Brodeur, 35 years old and in his 14th season, has arguably been the most consistent goalie in history. He has won 30 or more games in 11 straight seasons and counting, including 40 or more the last two, and six times overall. He set an NHL record with 48 wins last season.
Roy, who played 18 seasons before retiring at 38-years-old, won 30 or more 12 times in his career. He won 40 just once, in 2000-01 when he led the Colorado Avalanche to the Stanley Cup championship, beating the Devils in a seven-game series.
In fairness, though, Roy played an average of 57 games per season during his career, while Brodeur entered this season playing in close to 69 per season. He has played in 70 or more games in 10 different seasons. Roy’s career high was 68 in 1993-94.
“He’s had so many 30-win seasons in a row now that that would probably be equivalent to that many 35 or 40 goal seasons in a row,” Emrick said of Brodeur, “and that would be strung through an era where nobody got that many.”
Some argue that Brodeur has reached his milestone riding the coattails of one of the League’s best defensive units of all time for most of his career. Scott Stevens just gained entry into the Hall of Fame, and Scott Niedermayer is sure to eventually follow.
The stats back up that great defense since Brodeur has faced roughly three less shots per game than what Roy saw, but former NHL goalie Chico Resch argues that part of the reason for the discrepancy is nobody plays the puck better than Brodeur.
“Marty’s style was tailor-made for the defensive style, more so than the butterfly,” said Resch, a Devils broadcaster for the last 12 seasons. “If you’re getting pounded with shots you’re smarter to be in a butterfly because that’s getting hit, and you want to be hit. But, when you’re playing under the environment he did, his thing was to make a save and get it off to where you have those great defensemen.”
|Brodeur and the Devils have twice failed to reach the milestone since win No. 499 came last Thursday against Philadelphia.|
Resch said Brodeur is a master at pushing rebounds into the areas he wants them to go, which in turn keeps an offense from getting second and third attempts.
“Marty Brodeur has started more rushes out of his team’s end than any other goalie because he knows how to get it out,” he added.
Brodeur critics – or Roy fanatics – also choose to look at the post-lockout, no-tie rules that have helped Brodeur shoot up the all-time wins list. He has 18 wins via a shootout, wins that would have gone on his record as ties before the lockout.
Brodeur’s backers counter by saying overtime has gotten harder on goalies because it is now 4-on-4 as opposed to 5-on-5, and a shootout is all about the goalie.

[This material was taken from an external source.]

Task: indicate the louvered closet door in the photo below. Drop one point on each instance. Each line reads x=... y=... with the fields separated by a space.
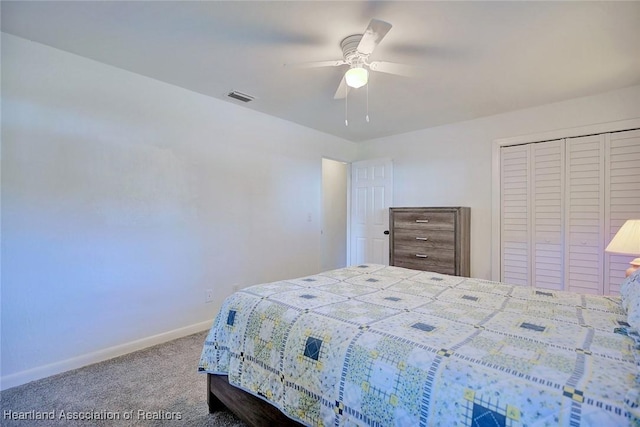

“If he’s getting the wins now, he’s finishing them off himself,” Rosen said. “We’re talking about longevity and consistency, and he’s that. One of the main reasons the Devils won is for over a decade Marty has been the goalie.”
Now all that’s left is for him to finally put 500 in his back pocket. Brodeur and the Devils have twice failed to reach the milestone since win No. 499 came last Thursday against Philadelphia.
“We had a great opportunity here by having the Rangers in town to get over that hump, but we just couldn’t do it,” Brodeur said following Wednesday night’s loss to the Rangers. “I just want to win. It’s always about winning.”
Four-hundred ninety-nine times and counting.
“I remember one night, it was before the lockout in overtime when you just played to a tie, (Mario) Lemieux got loose and was in all alone with (Jaromir) Jagr as his trailer, and Marty stopped them both,” Emrick recalled. “After the game I said (to Pittsburgh radio broadcaster Mile Lange), ‘You know Mike, that’s as good as it gets because you have the best goalie and two of the best shooters.’
“He said, ‘Sometimes you realize it’s just a blessing to be where we are.’ That’s how we feel having watched Marty so many times.”